The third category is made up of computer engineers and technical engineers and executives from industry.

These professions are distinguished by their job creations which would represent “at least half” of the needs.

“These are relatively young professions which combine strong employment dynamism and low retirements”, according to the report.

If we compare these recruitment needs with the potential pool of young people, the report highlights “potential imbalances” depending on the profession.

Recruitment difficulties are likely to persist for two out of five professions, in particular nursing auxiliaries, building and public works technicians and managers, computer engineers and industrial engineers and managers.

Recruitment difficulties

They would worsen in some cases due to the low attractiveness of the professions.
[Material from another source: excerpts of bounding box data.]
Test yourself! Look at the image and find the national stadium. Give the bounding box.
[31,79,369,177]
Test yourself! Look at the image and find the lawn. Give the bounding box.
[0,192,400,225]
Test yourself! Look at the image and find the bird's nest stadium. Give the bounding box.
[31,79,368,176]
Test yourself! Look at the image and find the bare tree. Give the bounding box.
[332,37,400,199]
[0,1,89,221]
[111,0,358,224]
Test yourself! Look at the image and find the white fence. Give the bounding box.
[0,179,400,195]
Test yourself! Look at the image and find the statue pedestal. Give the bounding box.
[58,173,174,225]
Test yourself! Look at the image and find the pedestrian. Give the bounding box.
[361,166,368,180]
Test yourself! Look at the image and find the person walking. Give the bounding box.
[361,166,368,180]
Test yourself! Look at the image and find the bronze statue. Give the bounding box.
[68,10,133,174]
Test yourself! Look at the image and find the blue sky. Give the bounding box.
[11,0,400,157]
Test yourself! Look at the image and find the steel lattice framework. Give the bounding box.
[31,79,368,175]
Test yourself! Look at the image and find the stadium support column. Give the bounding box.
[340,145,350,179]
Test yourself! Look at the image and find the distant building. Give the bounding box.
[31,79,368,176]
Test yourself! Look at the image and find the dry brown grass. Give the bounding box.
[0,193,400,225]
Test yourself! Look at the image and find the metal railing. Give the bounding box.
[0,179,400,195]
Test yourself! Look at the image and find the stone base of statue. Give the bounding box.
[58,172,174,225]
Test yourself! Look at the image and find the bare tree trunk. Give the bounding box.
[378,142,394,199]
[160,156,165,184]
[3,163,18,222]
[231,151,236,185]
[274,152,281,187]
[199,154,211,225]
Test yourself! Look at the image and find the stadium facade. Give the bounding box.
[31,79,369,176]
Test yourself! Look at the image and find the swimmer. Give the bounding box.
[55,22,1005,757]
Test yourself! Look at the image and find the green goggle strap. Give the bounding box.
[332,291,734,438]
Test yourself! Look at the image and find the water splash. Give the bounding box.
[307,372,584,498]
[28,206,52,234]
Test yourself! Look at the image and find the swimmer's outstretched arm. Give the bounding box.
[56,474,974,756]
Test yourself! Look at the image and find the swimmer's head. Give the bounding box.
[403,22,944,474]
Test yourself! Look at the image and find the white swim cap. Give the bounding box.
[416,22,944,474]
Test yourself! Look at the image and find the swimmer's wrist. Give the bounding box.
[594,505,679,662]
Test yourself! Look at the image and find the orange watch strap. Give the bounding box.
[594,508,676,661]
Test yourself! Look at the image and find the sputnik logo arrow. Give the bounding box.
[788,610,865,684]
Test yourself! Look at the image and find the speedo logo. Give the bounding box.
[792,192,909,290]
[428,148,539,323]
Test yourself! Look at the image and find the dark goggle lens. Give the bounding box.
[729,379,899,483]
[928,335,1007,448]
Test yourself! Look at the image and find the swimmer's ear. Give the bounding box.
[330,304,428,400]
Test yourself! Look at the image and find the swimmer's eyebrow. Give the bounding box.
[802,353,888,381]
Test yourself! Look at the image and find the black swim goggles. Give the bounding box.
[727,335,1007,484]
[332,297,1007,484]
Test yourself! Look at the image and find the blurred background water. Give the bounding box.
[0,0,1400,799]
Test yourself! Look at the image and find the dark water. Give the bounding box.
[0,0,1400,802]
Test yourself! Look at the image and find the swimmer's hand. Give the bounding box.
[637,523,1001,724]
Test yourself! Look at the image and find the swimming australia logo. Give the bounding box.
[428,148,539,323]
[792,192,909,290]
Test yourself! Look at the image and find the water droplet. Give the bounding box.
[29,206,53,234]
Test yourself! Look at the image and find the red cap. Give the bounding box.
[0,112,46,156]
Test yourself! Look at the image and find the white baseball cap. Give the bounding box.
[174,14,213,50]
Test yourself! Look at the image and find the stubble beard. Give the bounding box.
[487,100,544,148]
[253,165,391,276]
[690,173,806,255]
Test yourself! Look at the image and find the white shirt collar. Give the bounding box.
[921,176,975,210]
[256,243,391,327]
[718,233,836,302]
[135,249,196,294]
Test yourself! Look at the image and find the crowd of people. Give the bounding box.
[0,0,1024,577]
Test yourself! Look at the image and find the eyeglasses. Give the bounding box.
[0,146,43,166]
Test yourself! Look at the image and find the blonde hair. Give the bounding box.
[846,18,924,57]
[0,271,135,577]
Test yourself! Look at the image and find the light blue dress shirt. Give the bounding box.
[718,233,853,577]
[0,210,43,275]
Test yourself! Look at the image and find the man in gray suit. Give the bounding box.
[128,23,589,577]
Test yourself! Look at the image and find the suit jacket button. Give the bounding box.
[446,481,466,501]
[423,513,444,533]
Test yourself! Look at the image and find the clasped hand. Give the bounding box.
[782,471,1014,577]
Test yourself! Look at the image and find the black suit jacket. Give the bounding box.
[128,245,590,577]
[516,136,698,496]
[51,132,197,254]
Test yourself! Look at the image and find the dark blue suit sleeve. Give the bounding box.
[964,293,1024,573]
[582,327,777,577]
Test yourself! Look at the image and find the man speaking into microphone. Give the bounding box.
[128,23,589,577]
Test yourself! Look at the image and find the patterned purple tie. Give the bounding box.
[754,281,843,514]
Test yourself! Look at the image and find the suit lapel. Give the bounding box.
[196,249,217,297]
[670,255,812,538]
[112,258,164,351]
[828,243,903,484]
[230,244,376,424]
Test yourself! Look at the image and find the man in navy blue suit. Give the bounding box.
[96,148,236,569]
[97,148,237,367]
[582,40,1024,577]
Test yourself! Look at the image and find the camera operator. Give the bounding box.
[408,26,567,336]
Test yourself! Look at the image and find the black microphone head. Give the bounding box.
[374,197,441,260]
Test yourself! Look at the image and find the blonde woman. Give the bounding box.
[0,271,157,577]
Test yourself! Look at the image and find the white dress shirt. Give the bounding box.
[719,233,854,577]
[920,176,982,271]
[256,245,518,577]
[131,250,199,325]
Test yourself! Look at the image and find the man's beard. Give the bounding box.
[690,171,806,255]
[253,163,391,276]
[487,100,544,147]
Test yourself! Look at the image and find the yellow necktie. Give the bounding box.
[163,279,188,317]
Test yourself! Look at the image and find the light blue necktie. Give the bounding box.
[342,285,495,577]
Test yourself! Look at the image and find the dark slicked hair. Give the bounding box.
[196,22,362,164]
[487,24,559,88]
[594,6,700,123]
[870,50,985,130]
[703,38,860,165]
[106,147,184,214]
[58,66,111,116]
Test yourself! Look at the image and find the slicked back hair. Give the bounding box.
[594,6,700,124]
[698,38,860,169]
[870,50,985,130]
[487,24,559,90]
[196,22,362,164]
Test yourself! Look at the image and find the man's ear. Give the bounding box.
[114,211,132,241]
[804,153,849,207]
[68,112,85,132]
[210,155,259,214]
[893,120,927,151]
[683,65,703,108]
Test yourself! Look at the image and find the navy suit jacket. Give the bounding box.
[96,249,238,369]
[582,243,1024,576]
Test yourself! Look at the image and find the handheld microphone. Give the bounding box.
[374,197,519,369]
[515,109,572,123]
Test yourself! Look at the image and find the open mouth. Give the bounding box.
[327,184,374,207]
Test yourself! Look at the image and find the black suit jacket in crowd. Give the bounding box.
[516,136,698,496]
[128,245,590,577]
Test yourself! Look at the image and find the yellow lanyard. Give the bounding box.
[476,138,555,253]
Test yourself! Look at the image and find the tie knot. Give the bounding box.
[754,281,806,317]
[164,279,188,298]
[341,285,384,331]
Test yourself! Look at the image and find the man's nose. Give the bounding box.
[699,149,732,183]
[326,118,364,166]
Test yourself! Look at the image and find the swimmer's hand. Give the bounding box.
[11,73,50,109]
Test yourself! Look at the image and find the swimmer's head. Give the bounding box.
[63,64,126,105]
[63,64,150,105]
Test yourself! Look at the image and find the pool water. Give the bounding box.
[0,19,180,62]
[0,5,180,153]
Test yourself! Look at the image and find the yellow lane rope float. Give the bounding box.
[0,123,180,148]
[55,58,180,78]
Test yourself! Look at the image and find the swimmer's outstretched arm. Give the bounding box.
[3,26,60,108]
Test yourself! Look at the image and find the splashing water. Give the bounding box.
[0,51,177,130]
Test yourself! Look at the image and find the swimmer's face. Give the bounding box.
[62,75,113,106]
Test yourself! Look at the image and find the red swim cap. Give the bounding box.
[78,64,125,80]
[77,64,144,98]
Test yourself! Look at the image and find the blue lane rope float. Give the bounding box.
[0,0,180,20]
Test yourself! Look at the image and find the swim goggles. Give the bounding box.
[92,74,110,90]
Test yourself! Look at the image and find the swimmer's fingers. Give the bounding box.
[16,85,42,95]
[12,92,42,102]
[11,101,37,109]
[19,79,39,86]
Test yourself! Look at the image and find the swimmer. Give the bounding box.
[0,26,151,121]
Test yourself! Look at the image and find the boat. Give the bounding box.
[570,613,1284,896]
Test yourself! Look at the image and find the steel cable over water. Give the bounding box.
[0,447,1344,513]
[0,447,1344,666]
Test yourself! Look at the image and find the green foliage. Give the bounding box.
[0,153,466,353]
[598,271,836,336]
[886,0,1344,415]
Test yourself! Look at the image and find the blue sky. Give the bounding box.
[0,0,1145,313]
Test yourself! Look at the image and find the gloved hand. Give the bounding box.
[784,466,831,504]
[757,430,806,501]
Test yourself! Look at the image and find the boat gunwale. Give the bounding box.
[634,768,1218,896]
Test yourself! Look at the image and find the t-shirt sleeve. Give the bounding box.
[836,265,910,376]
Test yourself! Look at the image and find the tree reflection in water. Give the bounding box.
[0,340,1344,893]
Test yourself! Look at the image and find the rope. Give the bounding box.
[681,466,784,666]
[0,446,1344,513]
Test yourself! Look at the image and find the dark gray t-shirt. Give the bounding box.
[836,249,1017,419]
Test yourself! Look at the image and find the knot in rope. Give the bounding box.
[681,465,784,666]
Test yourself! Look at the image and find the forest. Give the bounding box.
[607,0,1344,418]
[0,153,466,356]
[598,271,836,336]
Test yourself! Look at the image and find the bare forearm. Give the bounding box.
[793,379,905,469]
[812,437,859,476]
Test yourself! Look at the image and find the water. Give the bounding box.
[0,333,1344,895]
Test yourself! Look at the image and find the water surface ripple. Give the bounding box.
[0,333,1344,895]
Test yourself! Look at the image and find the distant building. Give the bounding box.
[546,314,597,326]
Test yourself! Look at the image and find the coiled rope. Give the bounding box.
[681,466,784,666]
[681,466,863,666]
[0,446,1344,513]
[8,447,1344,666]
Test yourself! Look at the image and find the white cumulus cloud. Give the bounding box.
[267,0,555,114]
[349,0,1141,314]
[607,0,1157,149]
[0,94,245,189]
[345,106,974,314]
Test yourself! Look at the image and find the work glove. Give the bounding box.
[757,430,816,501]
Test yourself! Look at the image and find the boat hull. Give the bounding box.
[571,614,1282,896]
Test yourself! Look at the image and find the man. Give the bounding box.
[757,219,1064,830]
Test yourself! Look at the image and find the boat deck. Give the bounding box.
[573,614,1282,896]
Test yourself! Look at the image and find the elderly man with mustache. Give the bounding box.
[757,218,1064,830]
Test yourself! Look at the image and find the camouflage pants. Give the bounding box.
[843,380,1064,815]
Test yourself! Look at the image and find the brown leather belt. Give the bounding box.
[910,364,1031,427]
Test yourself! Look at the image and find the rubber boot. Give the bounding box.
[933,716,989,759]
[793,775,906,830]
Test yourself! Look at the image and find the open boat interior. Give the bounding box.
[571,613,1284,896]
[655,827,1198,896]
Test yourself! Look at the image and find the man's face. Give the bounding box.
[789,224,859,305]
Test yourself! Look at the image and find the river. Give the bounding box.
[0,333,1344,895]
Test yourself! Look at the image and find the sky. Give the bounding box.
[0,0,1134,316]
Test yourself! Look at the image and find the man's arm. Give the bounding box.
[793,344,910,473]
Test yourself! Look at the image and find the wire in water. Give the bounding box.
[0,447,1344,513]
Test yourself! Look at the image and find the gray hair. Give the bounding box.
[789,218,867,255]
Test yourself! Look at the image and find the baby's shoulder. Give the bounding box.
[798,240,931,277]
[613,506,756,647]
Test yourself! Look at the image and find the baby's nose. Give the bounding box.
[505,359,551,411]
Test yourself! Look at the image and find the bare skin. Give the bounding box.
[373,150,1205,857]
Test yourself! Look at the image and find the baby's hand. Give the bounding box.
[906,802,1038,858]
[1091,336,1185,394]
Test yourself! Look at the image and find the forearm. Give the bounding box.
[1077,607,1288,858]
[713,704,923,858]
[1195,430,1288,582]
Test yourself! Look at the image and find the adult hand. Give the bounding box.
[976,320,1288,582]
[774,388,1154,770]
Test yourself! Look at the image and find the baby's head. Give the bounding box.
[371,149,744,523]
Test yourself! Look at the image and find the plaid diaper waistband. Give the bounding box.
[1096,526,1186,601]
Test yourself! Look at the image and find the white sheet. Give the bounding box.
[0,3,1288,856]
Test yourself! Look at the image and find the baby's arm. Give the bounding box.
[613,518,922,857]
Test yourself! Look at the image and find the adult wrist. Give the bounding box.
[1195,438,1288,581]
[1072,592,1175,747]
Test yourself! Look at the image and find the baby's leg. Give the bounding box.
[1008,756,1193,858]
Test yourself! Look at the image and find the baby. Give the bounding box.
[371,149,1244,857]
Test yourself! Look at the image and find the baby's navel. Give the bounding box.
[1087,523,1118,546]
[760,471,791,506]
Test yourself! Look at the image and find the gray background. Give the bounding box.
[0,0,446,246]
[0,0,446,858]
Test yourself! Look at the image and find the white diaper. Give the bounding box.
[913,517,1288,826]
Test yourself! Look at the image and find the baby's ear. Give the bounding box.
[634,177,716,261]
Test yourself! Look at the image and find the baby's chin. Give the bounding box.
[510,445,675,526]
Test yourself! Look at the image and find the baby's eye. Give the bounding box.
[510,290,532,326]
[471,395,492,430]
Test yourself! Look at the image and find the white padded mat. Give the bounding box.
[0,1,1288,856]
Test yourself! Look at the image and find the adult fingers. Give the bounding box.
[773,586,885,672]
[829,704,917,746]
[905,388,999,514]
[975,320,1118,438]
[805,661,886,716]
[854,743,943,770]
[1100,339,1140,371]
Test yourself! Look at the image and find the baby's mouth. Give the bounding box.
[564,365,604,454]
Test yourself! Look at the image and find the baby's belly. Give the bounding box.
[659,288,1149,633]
This is the case for home helpers, household staff or drivers of building and public works machinery.

These imbalances could be reduced “by professional mobility, the reduction of unemployment, the use of the inactive or immigration”, underlined Cédric Audenis, deputy general commissioner of France Strategy, during a press briefing.

The report predicts 1.8 million net job creations for higher education graduates and 800,000 destructions for non-higher education graduates.

It goes against the thesis, noted in the United States, according to which there would be an increase in both highly qualified jobs and unskilled jobs, with a gap between the two.

In France, even if there is a demand for certain low-skilled trades such as handling, “there is a total drop in unskilled employment”, underlined Cédric Audenis.